Das kann doch jeder Spieler für sich entscheiden.
Könnte - theoretisch.
Die Praxis sieht erfahrungsgemäß so aus, dass ein signifikanter Teil der Spieler immer wieder ewig an der ganzen Optionsliste rum überlegt, wenn man alles zur Wahl stellt.
Und wenn man sich tatsächlich mal im Vorfeld die Zeit nimmt und die Liste durchgeht, wird da bei meinen üblichen Gruppen keine bunte Mischung rauskommen, sondern eine deutlich verschlankte Auswahl.
Denn:
Wer nicht will nimmt halt nur 1 Edge: Wiederhole einen Würfel, 2 Edge: Erhöhe einen Würfel um 1 oder Gib 1 Edge weiter, 3 Edge: Kaufe einen Erfolg, 4 Edge: Wiederhole alle Würfel und ignoriert den Rest.
Wer vielfältige Manöver haben will, schaut sich den Rest einschließlich Edge-Handlungen an.
Allein die zitierten Anwendungen stehen schon nicht auf Augenhöhe und die weiteren Edge-Handlungen erst recht nicht. Da gibt es schon deutlich sinnbefreite Elemente in dem Sinne, dass sie im Vergleich zu anderen Optionen mit geringfügig höheren Kosten schlicht Verschwendung sind.
Im Grunde ist es nichts anderes als die inzwischen schon so üblichen Schicksalspunkte.

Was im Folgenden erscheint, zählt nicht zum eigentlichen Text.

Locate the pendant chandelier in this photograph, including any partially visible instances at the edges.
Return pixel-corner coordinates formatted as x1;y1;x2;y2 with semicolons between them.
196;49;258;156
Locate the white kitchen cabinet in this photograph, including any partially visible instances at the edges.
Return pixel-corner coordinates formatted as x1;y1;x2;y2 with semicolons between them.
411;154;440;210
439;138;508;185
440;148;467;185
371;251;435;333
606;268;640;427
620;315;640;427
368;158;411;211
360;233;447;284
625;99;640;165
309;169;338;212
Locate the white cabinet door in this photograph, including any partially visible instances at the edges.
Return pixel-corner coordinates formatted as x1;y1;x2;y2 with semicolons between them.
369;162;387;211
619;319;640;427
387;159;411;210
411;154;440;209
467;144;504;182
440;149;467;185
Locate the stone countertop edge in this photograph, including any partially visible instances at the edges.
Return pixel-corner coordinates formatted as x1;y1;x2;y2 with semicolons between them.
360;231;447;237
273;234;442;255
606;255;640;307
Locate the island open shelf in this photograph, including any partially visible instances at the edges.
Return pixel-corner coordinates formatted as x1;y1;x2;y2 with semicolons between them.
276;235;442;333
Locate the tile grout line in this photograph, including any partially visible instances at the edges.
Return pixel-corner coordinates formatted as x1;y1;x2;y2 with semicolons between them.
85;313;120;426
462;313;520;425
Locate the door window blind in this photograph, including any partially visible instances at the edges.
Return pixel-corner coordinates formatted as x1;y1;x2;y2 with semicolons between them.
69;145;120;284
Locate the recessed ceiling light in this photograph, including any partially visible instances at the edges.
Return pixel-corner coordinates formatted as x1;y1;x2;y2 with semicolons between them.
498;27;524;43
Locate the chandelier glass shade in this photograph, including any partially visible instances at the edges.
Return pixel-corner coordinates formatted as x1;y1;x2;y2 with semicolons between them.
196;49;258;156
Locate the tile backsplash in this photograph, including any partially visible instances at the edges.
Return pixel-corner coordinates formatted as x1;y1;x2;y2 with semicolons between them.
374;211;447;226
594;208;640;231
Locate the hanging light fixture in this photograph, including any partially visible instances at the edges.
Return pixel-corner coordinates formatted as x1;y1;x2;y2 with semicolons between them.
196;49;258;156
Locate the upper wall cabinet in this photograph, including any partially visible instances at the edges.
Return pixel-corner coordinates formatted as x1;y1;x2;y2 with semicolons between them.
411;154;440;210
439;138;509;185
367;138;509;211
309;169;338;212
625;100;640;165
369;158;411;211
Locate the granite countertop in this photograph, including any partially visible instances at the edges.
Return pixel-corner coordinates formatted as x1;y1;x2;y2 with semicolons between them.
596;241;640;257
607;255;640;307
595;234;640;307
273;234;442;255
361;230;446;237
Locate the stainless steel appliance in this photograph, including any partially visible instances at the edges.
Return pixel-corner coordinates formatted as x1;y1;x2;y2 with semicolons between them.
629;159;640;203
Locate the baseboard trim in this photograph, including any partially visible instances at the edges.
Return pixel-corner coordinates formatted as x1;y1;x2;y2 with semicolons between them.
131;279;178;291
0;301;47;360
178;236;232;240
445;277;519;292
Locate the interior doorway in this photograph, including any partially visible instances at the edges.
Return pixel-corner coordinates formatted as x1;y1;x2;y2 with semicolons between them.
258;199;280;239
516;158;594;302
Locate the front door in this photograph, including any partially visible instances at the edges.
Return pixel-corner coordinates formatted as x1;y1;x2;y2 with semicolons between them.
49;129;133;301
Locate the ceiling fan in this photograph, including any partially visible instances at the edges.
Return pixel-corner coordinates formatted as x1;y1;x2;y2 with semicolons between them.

SR6-Edge ist kleinteilig sowie ständig im Fluss, hat in Kosten und Nutzen massiv verschiedene Anwendungen und die Zuteilung basiert öfter mal auf taktischen Detailbetrachtungen oder einem recht unübersichtlichen Wust an Ausrüstung und Cyberware - das sind für mich deutliche strukturelle Unterschiede zu den üblichen Schicksalspunkten & Co.
Sie ist ein Vorteil, der die Chance erhöht, aus der Konfrontation heil und als Sieger hervorzugehen. Und genau das ist Edge.
Ich habe grundsätzlich nichts gegen die Abstraktion.
Ich habe etwas dagegen, dass der Edge-Gewinn so unheimlich niedrig gedeckelt ist, weil damit ständig Aspekte begründungslos aus der Betrachtung fallen (also jenseits von: du kannst diese Runde nicht mehr Edge bekommen, weil wir die Optionen nicht balanciert bekommen haben und deswegen die teureren Anwendungen nicht so oft zugänglich sein dürfen).
Wenn Edge der zentrale Mechanismus sein soll, dann muss es auch zentral sein und sauber funktionieren.
Sprich: Keine parallele Modifikation der Würfelzahl oder des Schwellenwertes, sondern ungedeckeltes Anwenden von Edge mit sinnvoll strukturierten Optionen.
Den Kniffel-Aspekt mag man oder man mag ihn nicht, das muss jeder selbst wissen.
Aber RAW kommt er mMn noch nicht mal ausreichend zum Tragen, weil das Edge-Metagame nicht ordentlich aufgebaut ist.
Das stört mich daran. Und wenn man das ändern würde, könnte man an vielen Stellen Ursache und Wirkung in nachvollziehbarer Weise wieder zusammen bringen, wo sie aktuell durch die Deckelung auseinander gerissen werden.
Einem Einsteiger zu einem schon lange nicht mehr auf dem normalen Markt erhältlichen und kaum mehr gespielten System zu raten, halte ich für Blödsinn. Er steht dann einsam und ohne wirkliche Unterstützung auf weiter Flur.
"Kaum mehr gespielt" und "ohne Unterstützung" gilt im Grunde für alles außer für die jeweils aktuelle Edition und wenige Jahre nach dem Wechsel noch für die unmittelbar vorhergehende.
Wenn nach offiziellen SR-Editionen gefragt wird, gibt der alte Sack natürlich eine Alter-Sack-Antwort. Und zwar genau deswegen, weil ich SR3-5 nicht für Einsteiger- oder Gelegenheitsspielerfreundlich halte.
Wäre die Frage offener gestellt, wäre meine Antwort: Nimm ein anderes Regelwerk.